I feel like a loser all my life. what make me different from other losers will be, i have a lot of good chances and supports in my life but i never take them.i just sit around and doing nothing and feeling bad about myself all day. couple years ago i came to America to study abroad but I failed. I knew I couldnt graduate bcoz the classes and life are too damn hard for me but I am too afraid to tell my mum who is a total control freak. finally i graduated from a CC but not from my original school(a very good university) after 6 fucking years.....and wasted tons of tuiations.....now I back to China, my city(which is a very big one, personally think its better than a lot of American ones),a very moden city just like Chicago/NYC, with tons of oppotunities here and I'm speaking perfect English(of crouse it's not perfect, just compared to many other Chinese) and my parents own couple apartments and I'm living in one of them.Sounds like I can totally make a good life here(altho I have an AA but since it's an american degree it still looks good enough)but I JUST FUCKING HATE MY LIFE and think myself as a big time loser.

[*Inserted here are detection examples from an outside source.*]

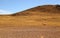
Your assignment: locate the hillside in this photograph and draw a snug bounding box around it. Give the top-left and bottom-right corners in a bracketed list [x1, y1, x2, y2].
[0, 5, 60, 27]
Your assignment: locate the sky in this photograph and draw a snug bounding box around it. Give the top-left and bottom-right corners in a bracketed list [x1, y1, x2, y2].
[0, 0, 60, 14]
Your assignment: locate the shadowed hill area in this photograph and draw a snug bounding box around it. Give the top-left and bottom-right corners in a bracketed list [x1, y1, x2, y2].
[0, 5, 60, 27]
[13, 5, 60, 15]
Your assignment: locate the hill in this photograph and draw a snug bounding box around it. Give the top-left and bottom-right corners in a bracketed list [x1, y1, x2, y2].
[0, 5, 60, 27]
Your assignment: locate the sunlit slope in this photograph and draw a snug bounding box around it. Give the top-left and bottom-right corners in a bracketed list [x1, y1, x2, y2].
[0, 5, 60, 27]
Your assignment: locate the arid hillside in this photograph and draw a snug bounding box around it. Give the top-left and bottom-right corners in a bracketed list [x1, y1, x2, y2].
[0, 5, 60, 27]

Whatever nice things I have are given from my parents who care about me more than anything else in the world(which is a big pressure) and I have nothing to offer to them or anyone else. I dont have a BF either.I'm depressed from time to time and always doing nothing(reading comics and tv all the time)to run away from the reality.meantime my parents still pays for everything for me and I dont have courage to leave them.They dont want me to leave either(it's a culture thing, different from America. In US ppl think young ppl who lives w parents r losers but in China young ppl ,specially girls are encourged to live w parents, untill they get married) so I'm not very motivated to move out. I have a job and it's not too bad ,boss even send me overseas for business trips but I dont like it at all. Looks like my life is ok but I feel like HELL every single day. i'm afraid to explore outside world bcoz I'm afraid of leaving my mum behind but I also afraid of missing out my life...... I dont have a point anymore sorry......the most improtant thing is,I feel like a big time loser. I feel like that if anyone else was me ,have all these resources,they wont waste them or just sitting around, they can live a much much better life.